The more we think negative things, the more we create the negative emotion response in our body. When we’re experiencing an emotion, neurotransmitters and peptides (hormones) are released into our blood. Just like any chemical, we get addicted to these. The more we think it, the more peptides, the more addiction, and the cycle commences. This shows how hard it can be to actually break the familiar thinking / feeling cycle, and start thinking something new. The body says “hang on a minute, this doesn’t feel normal, I don’t like this at all” and promptly takes your thoughts back to the negative place, which, whilst not very pleasant, is at least familiar, and releasing all those lovely peptides you’re so addicted to. Ever wonder why you can’t stop scrolling social media? That’s the dopamine neurotransmitter quietly being released that we’re all hooked on. Anyway, I digress.


(On a side note, we can also experience emotions independently, but it’s the thought we have about it that interprets it as a feeling. For example, when I’ve too much coffee, the same neurotransmitters are released as when I have anxiety. So sometimes, I can feel a sensation in my gut and I can jump to the conclusion that it means something that it doesn’t. I’m not necessarily anxious about something, I may just need to cut back on my caffeinated beverages).


What’s the solution?

I’m not saying it’s easy, but it’s certainly simple. The solution is to change your thoughts. Now you know your thoughts are responsible for EVERYTHING in your life, it certainly seems worth the effort right?? It takes brain power to watch your brain, effort to analyse and change. Most people would rather not bother and just choose to default to what they’ve always thought.


The first step to changing your thoughts is to start watching the ones you’re already having. Pay attention to the things you loop around your head. We have thousands of thoughts a day and most of them are the same as the ones we had yesterday so start watching them. Then think to yourself, what do I feel when I think that? What do I do when I feel that?
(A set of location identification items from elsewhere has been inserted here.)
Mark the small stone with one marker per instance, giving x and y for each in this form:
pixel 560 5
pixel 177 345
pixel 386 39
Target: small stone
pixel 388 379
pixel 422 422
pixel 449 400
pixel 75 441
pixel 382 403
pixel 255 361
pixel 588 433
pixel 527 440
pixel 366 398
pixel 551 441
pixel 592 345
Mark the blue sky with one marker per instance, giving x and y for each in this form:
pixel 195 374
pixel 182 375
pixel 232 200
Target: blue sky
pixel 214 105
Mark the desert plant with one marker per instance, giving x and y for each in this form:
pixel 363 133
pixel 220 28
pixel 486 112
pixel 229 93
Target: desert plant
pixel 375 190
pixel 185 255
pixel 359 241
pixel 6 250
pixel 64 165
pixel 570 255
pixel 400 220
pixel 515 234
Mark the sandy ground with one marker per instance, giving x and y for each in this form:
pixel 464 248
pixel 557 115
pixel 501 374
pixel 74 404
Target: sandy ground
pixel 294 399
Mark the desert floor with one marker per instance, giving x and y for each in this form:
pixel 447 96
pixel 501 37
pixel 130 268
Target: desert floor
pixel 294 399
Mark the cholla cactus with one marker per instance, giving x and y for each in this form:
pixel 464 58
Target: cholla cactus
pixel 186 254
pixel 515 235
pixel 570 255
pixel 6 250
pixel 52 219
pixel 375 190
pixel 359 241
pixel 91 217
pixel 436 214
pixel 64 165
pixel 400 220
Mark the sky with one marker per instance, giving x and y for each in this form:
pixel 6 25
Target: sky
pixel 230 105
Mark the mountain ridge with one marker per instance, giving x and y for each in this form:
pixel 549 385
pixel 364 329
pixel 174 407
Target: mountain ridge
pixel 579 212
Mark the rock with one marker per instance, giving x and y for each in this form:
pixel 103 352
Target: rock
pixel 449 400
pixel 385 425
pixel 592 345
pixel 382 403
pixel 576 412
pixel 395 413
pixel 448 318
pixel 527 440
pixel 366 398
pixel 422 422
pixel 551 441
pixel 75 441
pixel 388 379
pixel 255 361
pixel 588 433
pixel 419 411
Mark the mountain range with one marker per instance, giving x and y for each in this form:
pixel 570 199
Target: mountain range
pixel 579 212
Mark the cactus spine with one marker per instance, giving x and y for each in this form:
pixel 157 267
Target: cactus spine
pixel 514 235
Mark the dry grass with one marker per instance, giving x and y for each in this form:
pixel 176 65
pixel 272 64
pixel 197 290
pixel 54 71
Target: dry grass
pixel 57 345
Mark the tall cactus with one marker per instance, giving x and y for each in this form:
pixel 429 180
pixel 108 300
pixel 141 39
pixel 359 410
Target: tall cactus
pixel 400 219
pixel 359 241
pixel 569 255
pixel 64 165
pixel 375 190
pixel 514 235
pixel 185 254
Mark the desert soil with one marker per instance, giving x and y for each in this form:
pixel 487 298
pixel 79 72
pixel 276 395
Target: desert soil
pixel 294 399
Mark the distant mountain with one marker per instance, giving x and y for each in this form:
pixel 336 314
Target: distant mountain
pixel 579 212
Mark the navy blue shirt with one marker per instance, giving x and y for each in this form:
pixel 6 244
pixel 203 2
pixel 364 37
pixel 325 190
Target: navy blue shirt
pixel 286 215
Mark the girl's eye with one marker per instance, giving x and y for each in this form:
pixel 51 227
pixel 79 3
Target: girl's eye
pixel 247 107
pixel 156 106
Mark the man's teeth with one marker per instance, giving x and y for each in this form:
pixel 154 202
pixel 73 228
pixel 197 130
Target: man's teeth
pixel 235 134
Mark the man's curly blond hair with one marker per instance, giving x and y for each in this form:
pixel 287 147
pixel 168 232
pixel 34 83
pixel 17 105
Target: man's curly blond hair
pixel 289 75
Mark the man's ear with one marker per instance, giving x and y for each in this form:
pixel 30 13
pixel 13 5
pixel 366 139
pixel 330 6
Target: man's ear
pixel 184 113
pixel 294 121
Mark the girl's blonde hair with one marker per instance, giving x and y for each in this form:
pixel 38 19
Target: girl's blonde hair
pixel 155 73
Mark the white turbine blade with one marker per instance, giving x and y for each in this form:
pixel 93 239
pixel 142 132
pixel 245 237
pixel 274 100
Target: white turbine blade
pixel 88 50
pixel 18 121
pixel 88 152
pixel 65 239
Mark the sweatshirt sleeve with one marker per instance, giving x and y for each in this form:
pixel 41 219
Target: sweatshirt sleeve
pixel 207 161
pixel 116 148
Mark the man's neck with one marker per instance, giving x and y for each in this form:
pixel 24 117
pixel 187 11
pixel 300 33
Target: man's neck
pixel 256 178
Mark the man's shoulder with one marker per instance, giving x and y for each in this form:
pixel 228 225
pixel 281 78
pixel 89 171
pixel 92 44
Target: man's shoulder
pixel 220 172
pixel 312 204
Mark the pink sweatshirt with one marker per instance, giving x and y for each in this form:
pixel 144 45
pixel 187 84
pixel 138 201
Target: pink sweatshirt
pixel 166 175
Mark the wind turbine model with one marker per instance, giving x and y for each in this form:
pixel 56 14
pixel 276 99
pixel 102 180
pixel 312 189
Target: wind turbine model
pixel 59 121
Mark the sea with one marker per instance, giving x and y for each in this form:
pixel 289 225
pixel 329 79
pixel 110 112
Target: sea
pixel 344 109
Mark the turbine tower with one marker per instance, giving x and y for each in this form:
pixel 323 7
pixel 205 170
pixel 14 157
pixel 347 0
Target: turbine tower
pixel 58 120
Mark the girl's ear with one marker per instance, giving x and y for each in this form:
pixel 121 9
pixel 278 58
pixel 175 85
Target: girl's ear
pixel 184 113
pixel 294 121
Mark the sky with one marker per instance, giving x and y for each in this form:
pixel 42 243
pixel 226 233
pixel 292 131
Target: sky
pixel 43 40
Be compassionate with yourself and spend some time understanding your thoughts and the consequences of them.


As I explained earlier, because we are so used to thinking the thoughts and the patterns we’re used to thinking and we’re addicted to the peptides that those release, there is a period of cognitive dissonance where it will initially feel uncomfortable for a while whilst we start to think new things. The trick is that you need to do it gradually and it needs to be believable. There’s no point in going from “I hate myself” to “I love myself” in one hit and expect it your brain to accept it. That’s why a lot of positive affirmations don’t work. You need to be more gradual than that. If the thought you’re thinking is a particularly negative one then go for the next level up, until you hit a neutral thought. You may hate your body, for example. You wouldn’t then go straight to “I love my body”, you may go to “I have a body” to “my body functions well”, “my body is healthy” etc. Find a path that feels believable, gradual and then repeat, repeat, repeat.


Whilst it’s uncomfortable for a short while whilst your brain is making the shift, it won’t be long before the new thought is the easy thought. You can monitor this by monitoring how you’re feeling. If you’re feeling different then you must be thinking different.


Like everything to do with personal development this takes time, patience and effort but it’s worth it. We all want to feel good, or at least better, we all want to live happy, fulfilling lives. So for 30 minutes a day, it’s worth sitting down with your thoughts (they’re going to happen whether you do it consciously or not) and decide, what do I want to feel today? What would I need to think to feel that? Don’t be at the mercy of your circumstances. Life happens for you, not to you.